Friday, July 12, 2024

Mansfield artist’s new song raises awareness for homeless veterans

by Camilla Faragalli
Mar. 22, 2024
Mansfield artist Chris Blackstock has lived, in his words, “an eventful life,” and has captured much of it in the collection of original music he has been writing since 2018. On Mar. 17, that repertoire grew with the release of his new song, The Homeless Veteran.
Blackstock served a 25-year naval career with the Canadian Armed Forces, including time in the Persian Gulf War. He said that a commercial he’d seen recently on television about the rates of homelessness amongst war veterans had reminded him of his own stint with homelessness following his time in the military, and he felt it was an experience that needed to be shared.
“This is really something that needs to be kept in the front of attention in this country,” he told THE EQUITY, explaining that “quite a few” of the people he served with in the military later became homeless.
“These are people that were very good people in the service, very high performers. We were in submarines together, or air traffic controllers together,” he said.
According to the 2018 “Everyone Counts” report from Employment and Social Development Canada, veterans account for approximately 4.4 per cent of homeless individuals across the country.
“People have no idea what veterans go through,” Blackstock said. “I served in submarines, and when I tell people stuff that happened [ . . . ] they don’t know the hardships that we have. When it comes out that we’re done with our service, sometimes, people need help.”
Blackstock explained that adjusting to life as a regular civilian after serving time in the military can be challenging and alienating.
“I was in the military from the time I was 18 until I was 43. I had no idea about things in the civilian world, and I was at a disadvantage because there’s no way of educating you on what you’re to expect. Because every workplace is different, every job is different,” he said.
“And in the Armed Forces, it’s not their job to educate you on how to be a civilian. Their job is to protect the country,” he added.

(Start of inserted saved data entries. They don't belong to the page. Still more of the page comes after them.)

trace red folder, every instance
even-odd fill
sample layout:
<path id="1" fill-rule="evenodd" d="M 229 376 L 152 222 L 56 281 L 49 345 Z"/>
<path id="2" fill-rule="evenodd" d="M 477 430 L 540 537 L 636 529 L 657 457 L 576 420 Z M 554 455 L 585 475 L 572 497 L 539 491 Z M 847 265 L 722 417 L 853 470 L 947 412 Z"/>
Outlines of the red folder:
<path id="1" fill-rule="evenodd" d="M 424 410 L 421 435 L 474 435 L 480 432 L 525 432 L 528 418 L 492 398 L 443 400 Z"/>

Blackstock spoke openly of his own experience with homelessness. He said he was diagnosed with post traumatic stress disorder (PTSD) in 2009 following his time in the military, and that after a falling-out with a family member around the same time, his mental health suffered a “massive breakdown.”
Blackstock said he had been in the acute mental health inpatient program at the Pembroke Hospital for two weeks when his wife informed him she was leaving him. Upon his release from the hospital, he found himself with no home to return to.
“I ended up staying in Riverside Park in Pembroke in a trailer for six weeks,” he said, adding that while resources for people experiencing homelessness in Pembroke do exist, he “never even thought about seeking help” during that time.
It’s something he alludes to in a line in the song: “The veteran didn’t know how to help himself, honour and pride would be put on the shelf.”
“I thought, okay well I’m in a trailer, I’m really not that bad off . . . but I was bad off,” he said.
“There’s all kinds of stuff that goes on there at night. I was very highly medicated and . . . I could have been robbed, I could have been beat up, anything could have happened to me because the medication I was given knocked me out cold.”
Blackstock said that a volunteering gig at a local fiddle festival allowed him a safer place to park his trailer, and that when the festival ended, he was able to return to his marital home on his own for a short time and get back on his feet. He moved to Mansfield in 2019 after his marriage broke up for good.
“I wanted a quiet, peaceful place to live,” he said.
Blackstock said he hopes his song makes people that hear it more conscious of the homeless veterans they see in passing.
“I never thought of it as activism, I just thought of it as raising awareness,” he said.
Collaborating on the song with Blackstock is Melissa Dawne from Collingwood, Ont.
“Her vocals are awesome, I love her singing,” Blackstock said, adding that he and Dawne plan on writing and recording a song together in the near future.
Blackstock is currently working on several new songs across a variety of themes, including the death of his service dog. He expects to release them in the coming year.
He encourages veterans in need of support to connect with local legion branches, or Veterans Affairs Canada.
The Homeless Veteran can be listened to on most streaming platforms, including Spotify and Apple Music.